I have a dream that one day this nation will rise up and live out the
true meaning of its creed: We hold these truths to be self-evident that
all men are created equal.
I have a dream that one day on the red hills of Georgia the sons of
former slaves and the sons of former slave owners will be able to sit
down together at the table of brotherhood.
....
And so let freedom ring -- from the prodigious hilltops of New
Hampshire.
Let freedom ring -- from the mighty mountains of New York.

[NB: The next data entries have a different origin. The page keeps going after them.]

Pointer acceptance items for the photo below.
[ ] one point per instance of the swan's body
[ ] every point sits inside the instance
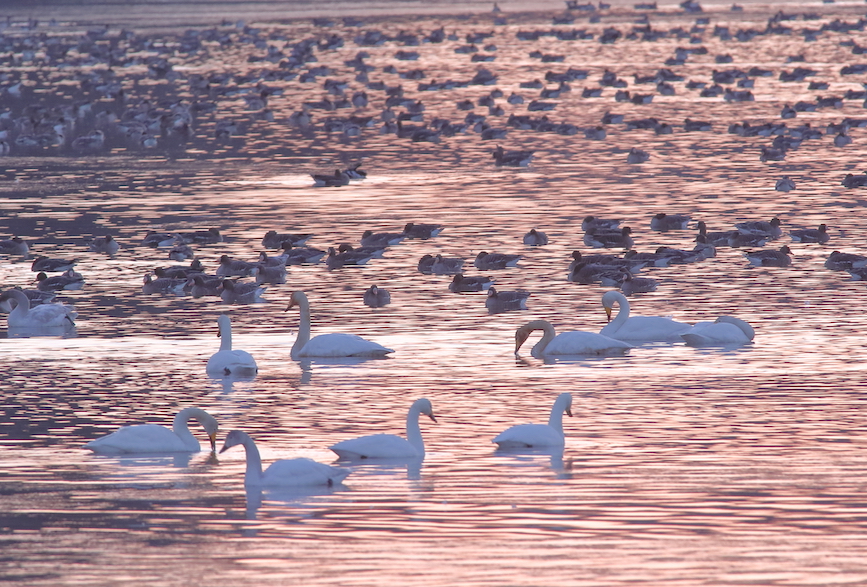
(644, 328)
(726, 330)
(227, 361)
(390, 446)
(153, 438)
(328, 345)
(285, 472)
(42, 316)
(575, 342)
(539, 435)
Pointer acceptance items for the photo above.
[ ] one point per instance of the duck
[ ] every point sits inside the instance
(725, 330)
(236, 292)
(25, 314)
(154, 438)
(811, 235)
(228, 361)
(105, 244)
(574, 342)
(461, 283)
(328, 345)
(505, 301)
(778, 258)
(390, 446)
(535, 238)
(489, 261)
(283, 472)
(548, 435)
(637, 328)
(663, 222)
(376, 297)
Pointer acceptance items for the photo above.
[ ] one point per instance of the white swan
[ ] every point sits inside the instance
(284, 472)
(575, 342)
(153, 438)
(390, 446)
(227, 361)
(43, 316)
(645, 328)
(539, 435)
(328, 345)
(726, 330)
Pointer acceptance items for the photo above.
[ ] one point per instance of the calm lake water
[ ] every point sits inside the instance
(682, 466)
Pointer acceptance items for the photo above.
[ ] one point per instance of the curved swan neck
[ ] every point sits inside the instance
(299, 299)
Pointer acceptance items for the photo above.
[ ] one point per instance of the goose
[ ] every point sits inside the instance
(726, 330)
(283, 472)
(234, 292)
(376, 297)
(539, 435)
(574, 342)
(105, 244)
(461, 283)
(228, 361)
(24, 314)
(638, 328)
(811, 235)
(535, 238)
(154, 438)
(328, 345)
(505, 301)
(770, 258)
(390, 446)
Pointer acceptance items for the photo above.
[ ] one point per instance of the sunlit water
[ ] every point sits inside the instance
(682, 466)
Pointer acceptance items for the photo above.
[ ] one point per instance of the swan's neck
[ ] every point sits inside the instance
(303, 328)
(181, 427)
(413, 430)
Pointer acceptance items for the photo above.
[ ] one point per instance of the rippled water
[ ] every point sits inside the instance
(682, 466)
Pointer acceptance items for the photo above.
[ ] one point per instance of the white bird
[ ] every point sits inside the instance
(43, 316)
(643, 328)
(390, 446)
(284, 472)
(726, 330)
(328, 345)
(153, 438)
(574, 342)
(228, 361)
(539, 435)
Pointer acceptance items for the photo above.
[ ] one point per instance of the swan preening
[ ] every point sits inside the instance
(390, 446)
(228, 362)
(539, 435)
(153, 438)
(328, 345)
(567, 343)
(284, 472)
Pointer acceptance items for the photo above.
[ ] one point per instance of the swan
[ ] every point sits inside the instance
(284, 472)
(726, 330)
(153, 438)
(227, 361)
(575, 342)
(328, 345)
(54, 316)
(539, 435)
(390, 446)
(644, 328)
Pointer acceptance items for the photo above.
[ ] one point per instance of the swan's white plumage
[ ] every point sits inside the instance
(228, 361)
(328, 345)
(575, 342)
(539, 435)
(284, 472)
(390, 446)
(638, 328)
(153, 438)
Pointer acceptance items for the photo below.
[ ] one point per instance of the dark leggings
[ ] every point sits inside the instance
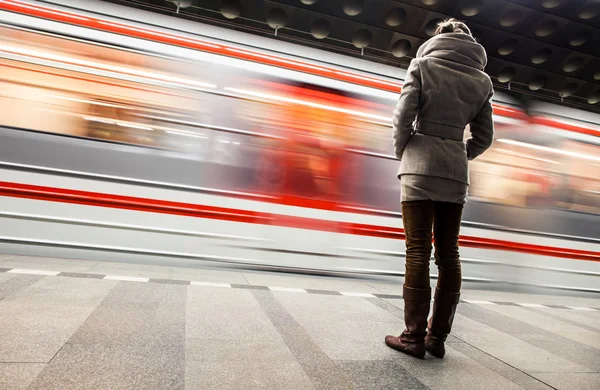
(419, 217)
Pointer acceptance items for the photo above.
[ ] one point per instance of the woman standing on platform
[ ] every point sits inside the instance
(444, 91)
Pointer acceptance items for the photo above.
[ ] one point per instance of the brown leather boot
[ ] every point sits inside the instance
(416, 310)
(440, 324)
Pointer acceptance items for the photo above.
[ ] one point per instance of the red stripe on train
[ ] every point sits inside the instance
(63, 195)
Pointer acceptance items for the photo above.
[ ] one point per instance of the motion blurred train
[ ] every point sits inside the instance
(180, 144)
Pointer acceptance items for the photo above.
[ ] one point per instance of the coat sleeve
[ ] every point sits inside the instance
(482, 130)
(407, 108)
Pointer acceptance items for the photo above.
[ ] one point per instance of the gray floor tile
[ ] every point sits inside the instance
(321, 370)
(138, 270)
(332, 307)
(209, 275)
(256, 374)
(549, 324)
(589, 320)
(137, 313)
(278, 280)
(344, 328)
(455, 371)
(575, 381)
(126, 366)
(18, 376)
(39, 319)
(526, 381)
(570, 350)
(225, 364)
(11, 284)
(170, 281)
(387, 287)
(48, 264)
(520, 297)
(82, 275)
(379, 375)
(554, 343)
(226, 314)
(344, 285)
(510, 349)
(249, 287)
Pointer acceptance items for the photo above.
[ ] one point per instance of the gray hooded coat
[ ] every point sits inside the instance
(445, 90)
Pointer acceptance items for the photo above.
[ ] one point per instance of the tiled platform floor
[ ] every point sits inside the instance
(89, 325)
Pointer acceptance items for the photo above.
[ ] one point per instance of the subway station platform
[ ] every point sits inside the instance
(76, 324)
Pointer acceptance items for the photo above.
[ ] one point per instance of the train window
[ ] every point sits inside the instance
(237, 130)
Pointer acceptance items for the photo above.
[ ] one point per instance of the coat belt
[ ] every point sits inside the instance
(439, 130)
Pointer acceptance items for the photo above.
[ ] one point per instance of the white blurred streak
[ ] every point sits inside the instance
(527, 156)
(98, 65)
(277, 98)
(187, 134)
(549, 150)
(161, 34)
(46, 10)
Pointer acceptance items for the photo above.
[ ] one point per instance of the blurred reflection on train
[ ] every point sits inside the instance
(259, 134)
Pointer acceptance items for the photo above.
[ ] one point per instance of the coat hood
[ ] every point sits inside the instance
(456, 47)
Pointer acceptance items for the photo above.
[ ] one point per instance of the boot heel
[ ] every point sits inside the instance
(416, 310)
(440, 324)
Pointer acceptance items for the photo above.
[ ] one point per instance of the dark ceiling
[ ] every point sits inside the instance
(537, 48)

Let freedom ring -- from the heightening Alleghenies of
Pennsylvania.
Let freedom ring -- from the snow-capped Rockies of Colorado.
....
And when this happens, when we allow freedom to ring, when we let it
ring from every village and every hamlet, from every state and every
city, we will be able to speed up that day when all of God's children,
black men and white men, Jews and Gentiles, Protestants and Catholics,
will be able to join hands and sing in the words of the old Negro
spiritual,
"Free at last, free at last.
Thank God Almighty, we are free at last."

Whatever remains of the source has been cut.